My son is interested in sound design. Most schools offer music degrees for active musicians who want to learn recording, or a film degree with a few classes in sound. Emerson offers film with an audio post production emphasis. Nice! But SCAD is the only school we can find that offers a BFA in Sound Design. We have toured, son sat in on a class and spoke with another Sound Design Department Prof. He really liked everything and was pumped, but is now worried by some of what he is reading online about SCAD. We know SCAD may have some issues, but the real question we have is strictly about the Sound Design major. Is it a good program? Son REALLY liked the professors and the facilities. If the department rocks, isn't that all that matters? Any graduates of the program around?

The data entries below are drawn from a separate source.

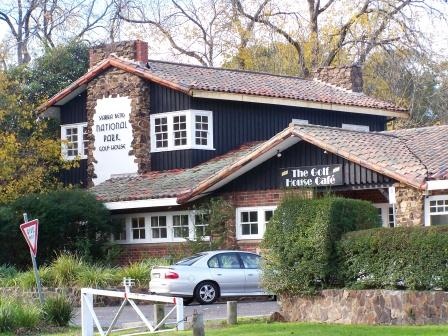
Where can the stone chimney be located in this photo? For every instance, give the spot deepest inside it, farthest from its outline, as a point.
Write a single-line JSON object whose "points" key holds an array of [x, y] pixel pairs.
{"points": [[347, 77], [134, 50]]}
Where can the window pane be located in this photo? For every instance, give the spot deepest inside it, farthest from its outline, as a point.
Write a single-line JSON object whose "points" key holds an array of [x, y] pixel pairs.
{"points": [[439, 219]]}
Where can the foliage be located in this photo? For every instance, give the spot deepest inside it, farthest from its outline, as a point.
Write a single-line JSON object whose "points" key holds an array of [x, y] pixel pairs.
{"points": [[67, 218], [300, 241], [58, 310], [410, 79], [405, 258], [217, 213], [30, 159], [16, 314], [55, 70]]}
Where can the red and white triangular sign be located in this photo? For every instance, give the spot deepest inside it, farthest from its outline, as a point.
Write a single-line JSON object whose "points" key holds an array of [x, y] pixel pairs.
{"points": [[30, 231]]}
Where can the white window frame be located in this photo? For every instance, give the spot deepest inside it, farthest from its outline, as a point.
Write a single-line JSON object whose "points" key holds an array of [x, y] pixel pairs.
{"points": [[190, 117], [261, 221], [385, 207], [81, 147], [427, 207], [169, 227], [354, 127]]}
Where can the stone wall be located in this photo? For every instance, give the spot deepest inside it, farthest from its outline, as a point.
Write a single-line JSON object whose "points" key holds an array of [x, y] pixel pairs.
{"points": [[409, 209], [114, 83], [347, 77], [368, 307]]}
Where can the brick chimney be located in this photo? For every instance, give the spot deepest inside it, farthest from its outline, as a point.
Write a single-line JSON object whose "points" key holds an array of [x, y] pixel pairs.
{"points": [[347, 77], [136, 50]]}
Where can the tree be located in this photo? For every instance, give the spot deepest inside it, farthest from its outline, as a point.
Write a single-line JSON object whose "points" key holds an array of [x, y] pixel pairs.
{"points": [[69, 221], [408, 78], [324, 32], [30, 155], [46, 22]]}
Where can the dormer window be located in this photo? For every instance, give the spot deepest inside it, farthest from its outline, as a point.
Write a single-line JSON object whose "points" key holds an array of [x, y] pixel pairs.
{"points": [[185, 129]]}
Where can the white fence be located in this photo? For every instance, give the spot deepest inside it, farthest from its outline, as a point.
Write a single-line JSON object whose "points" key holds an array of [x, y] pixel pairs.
{"points": [[89, 317]]}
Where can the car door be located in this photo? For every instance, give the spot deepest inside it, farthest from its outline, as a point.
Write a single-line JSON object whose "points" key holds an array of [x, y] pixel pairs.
{"points": [[251, 263], [227, 271]]}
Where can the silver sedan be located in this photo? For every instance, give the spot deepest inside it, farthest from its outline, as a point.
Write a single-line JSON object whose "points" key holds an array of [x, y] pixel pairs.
{"points": [[206, 276]]}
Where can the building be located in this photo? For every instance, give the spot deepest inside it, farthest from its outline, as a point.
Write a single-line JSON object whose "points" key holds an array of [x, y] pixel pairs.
{"points": [[156, 138]]}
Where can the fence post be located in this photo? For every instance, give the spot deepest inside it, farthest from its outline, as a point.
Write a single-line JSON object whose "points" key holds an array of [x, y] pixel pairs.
{"points": [[86, 316], [159, 313], [198, 324], [180, 314], [232, 312]]}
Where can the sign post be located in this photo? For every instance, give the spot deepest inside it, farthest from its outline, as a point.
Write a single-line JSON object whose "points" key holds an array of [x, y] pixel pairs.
{"points": [[30, 230]]}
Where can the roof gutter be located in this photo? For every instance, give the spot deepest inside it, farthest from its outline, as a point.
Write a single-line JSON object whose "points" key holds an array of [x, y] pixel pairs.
{"points": [[297, 103]]}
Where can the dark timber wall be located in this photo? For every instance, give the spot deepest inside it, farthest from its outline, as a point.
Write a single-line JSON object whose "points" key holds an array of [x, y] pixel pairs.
{"points": [[267, 175], [236, 123]]}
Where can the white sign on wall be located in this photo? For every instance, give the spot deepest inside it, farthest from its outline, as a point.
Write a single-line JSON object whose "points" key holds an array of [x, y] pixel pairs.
{"points": [[113, 137]]}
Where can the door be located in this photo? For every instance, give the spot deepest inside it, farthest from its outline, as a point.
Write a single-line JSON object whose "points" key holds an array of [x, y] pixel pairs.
{"points": [[227, 271], [251, 263]]}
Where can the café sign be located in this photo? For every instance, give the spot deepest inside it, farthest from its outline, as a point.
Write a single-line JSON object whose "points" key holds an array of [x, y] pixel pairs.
{"points": [[312, 176]]}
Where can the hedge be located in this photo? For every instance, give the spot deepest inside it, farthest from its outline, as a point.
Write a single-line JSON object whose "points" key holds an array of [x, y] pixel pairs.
{"points": [[395, 258], [300, 241]]}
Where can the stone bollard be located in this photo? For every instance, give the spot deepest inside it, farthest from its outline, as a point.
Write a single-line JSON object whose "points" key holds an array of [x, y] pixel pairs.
{"points": [[232, 312], [159, 313], [198, 324]]}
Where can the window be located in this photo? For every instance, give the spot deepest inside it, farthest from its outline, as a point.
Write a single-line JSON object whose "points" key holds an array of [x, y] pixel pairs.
{"points": [[158, 227], [180, 226], [353, 127], [181, 130], [75, 139], [119, 225], [138, 228], [251, 222], [161, 132], [436, 210], [201, 228]]}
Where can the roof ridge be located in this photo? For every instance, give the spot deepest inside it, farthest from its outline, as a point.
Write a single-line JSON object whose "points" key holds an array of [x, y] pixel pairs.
{"points": [[232, 70]]}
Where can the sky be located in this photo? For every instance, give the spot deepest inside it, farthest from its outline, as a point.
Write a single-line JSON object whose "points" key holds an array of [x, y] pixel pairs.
{"points": [[437, 30]]}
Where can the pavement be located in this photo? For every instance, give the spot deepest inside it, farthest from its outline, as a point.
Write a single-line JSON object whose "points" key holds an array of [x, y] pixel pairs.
{"points": [[215, 311]]}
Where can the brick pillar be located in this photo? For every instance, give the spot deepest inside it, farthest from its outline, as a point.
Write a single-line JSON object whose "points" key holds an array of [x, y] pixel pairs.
{"points": [[409, 209]]}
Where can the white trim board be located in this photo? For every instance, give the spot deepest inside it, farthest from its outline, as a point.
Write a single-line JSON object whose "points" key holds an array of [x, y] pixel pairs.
{"points": [[151, 203], [437, 185], [296, 102]]}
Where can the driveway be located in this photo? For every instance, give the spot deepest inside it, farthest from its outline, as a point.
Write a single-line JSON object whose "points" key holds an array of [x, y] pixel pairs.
{"points": [[211, 312]]}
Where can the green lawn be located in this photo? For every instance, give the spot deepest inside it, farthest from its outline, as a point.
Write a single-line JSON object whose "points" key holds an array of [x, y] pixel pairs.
{"points": [[260, 328]]}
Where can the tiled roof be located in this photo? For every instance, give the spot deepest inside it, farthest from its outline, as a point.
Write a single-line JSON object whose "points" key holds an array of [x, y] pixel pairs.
{"points": [[187, 78], [410, 156], [166, 184], [262, 84], [384, 152], [430, 145]]}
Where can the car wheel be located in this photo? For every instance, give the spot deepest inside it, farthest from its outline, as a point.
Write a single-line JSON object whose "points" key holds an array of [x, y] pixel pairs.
{"points": [[188, 301], [206, 292]]}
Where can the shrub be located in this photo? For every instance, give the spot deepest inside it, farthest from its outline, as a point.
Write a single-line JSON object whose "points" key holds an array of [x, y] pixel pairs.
{"points": [[70, 220], [411, 258], [58, 310], [15, 314], [300, 241]]}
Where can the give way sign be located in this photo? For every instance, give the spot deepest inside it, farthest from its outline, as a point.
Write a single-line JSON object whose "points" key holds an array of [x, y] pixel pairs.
{"points": [[30, 231]]}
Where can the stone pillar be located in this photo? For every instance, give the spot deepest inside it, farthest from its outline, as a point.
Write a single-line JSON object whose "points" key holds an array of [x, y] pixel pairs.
{"points": [[409, 209]]}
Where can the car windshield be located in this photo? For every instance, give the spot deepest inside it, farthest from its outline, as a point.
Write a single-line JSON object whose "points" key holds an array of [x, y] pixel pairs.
{"points": [[189, 260]]}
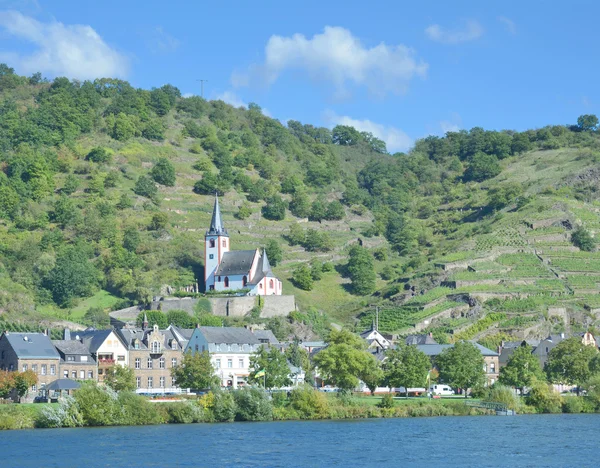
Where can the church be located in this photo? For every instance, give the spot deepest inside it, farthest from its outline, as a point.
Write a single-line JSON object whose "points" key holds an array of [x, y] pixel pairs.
{"points": [[227, 270]]}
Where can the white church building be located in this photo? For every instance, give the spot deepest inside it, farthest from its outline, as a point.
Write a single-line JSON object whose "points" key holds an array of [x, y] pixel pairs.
{"points": [[227, 270]]}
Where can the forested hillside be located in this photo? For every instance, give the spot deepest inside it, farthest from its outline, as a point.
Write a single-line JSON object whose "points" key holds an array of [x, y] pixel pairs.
{"points": [[106, 192]]}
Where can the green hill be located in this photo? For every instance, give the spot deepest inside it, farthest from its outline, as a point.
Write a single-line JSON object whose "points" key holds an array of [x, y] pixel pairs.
{"points": [[106, 190]]}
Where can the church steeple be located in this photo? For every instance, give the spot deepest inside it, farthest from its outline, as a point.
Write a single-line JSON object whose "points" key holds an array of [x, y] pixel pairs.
{"points": [[216, 224]]}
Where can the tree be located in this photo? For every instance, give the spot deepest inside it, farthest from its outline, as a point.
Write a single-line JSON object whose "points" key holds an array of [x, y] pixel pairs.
{"points": [[361, 270], [406, 367], [145, 187], [274, 252], [274, 365], [163, 172], [569, 362], [582, 238], [180, 318], [195, 371], [587, 122], [97, 317], [302, 277], [274, 209], [522, 369], [120, 378], [482, 166], [461, 366], [345, 360]]}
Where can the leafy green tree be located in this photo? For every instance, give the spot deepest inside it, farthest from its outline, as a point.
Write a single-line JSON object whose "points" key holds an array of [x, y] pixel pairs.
{"points": [[481, 167], [274, 365], [345, 360], [97, 317], [461, 366], [274, 209], [569, 362], [180, 318], [361, 271], [163, 172], [522, 369], [587, 122], [145, 187], [406, 367], [195, 372], [274, 252], [120, 378], [582, 238], [302, 277]]}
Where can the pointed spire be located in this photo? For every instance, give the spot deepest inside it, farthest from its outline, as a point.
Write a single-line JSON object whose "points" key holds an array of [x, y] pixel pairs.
{"points": [[216, 224]]}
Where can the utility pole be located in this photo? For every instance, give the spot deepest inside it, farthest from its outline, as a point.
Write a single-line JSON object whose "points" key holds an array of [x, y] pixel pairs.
{"points": [[202, 87]]}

I am also very interested in sound design and audio-post production. I was very nervous while nearing the time of high school graduation about trying to find a great college/university or Art School and one of my teachers from high school suggested that I go to Full Sail University. I looked up Full Sail online and heard all the bad things about it like it's not worth the money or you don't learn that much in classes, and etc. I decided to go anyway because I really respected my teacher and her suggestions and the school looked great. The program I am in is Recording Arts and it does heavily focus on the music side of things while only a few classes for audio-post production and sound design. Learning the music side of things can help very much with sound design and most of the rules still apply with it and the rest of audio post production.
In this industry it probably doesn’t matter what the actual degree certificate says or whether or not if he got A’s or C’s; In this industry it really comes down to Networking and not being a jerk. As long as he works hard and networks with peers and teachers, he will be off to a great start. You get out of education what you put into it. If he just shows up to classes just for a grade, he is not going to do well… If he asks questions, willing to take harsh and honest criticism that is when you truly learn.
I have been doing sound design for around four years now but have been learning through my father since I was a little kid. I looked around for a long time to find a school to do sound design at and I ended up going to Full Sail University which I currently attend for Game Design and Show Production, and it was a very similar experience to what your son is having. I came to the school, took a tour, sat with course directors and admissions, and after deciding to go here found many reviews and youtube videos speaking extremely negatively about the school, to the point where people were saying it was a scam. After attending the university for a while now I have gotten to learn that the school has these reviews because these were students that couldn't handle the school and workload and end up dropping out mostly. Schools like SCAD and Full Sail are passion schools, and you have to be willing to put your blood sweat and tears into your work if you want to be successful. Because of this I have learned to ignore those reviews and internet articles, since they're mostly from people who are taking their anger out on the internet. People don't tend to write a review about something unless they are displeased so it seems to be best to look at those reviews as the worst it will get. SCAD is an amazing university, I have a few friends that also attend the school and they have loved every second just as I have loved every second here, however it is a lot of work and you have to love what you are doing to have it be the experience you are hoping for
I hope this helps to ease your worries and I hope your son moves on to do great things at SCAD, I wish him good luck.
You can check out our program at CCM:
The website is pretty sparse, but contact me directly and I'll get you any information you'd like. email@example.com
Other notable programs with a BFA in sound design are Penn State, DePaul and Carnegie. There are a couple of others that offer degrees, but I don't know any more that have dedicated full time professors.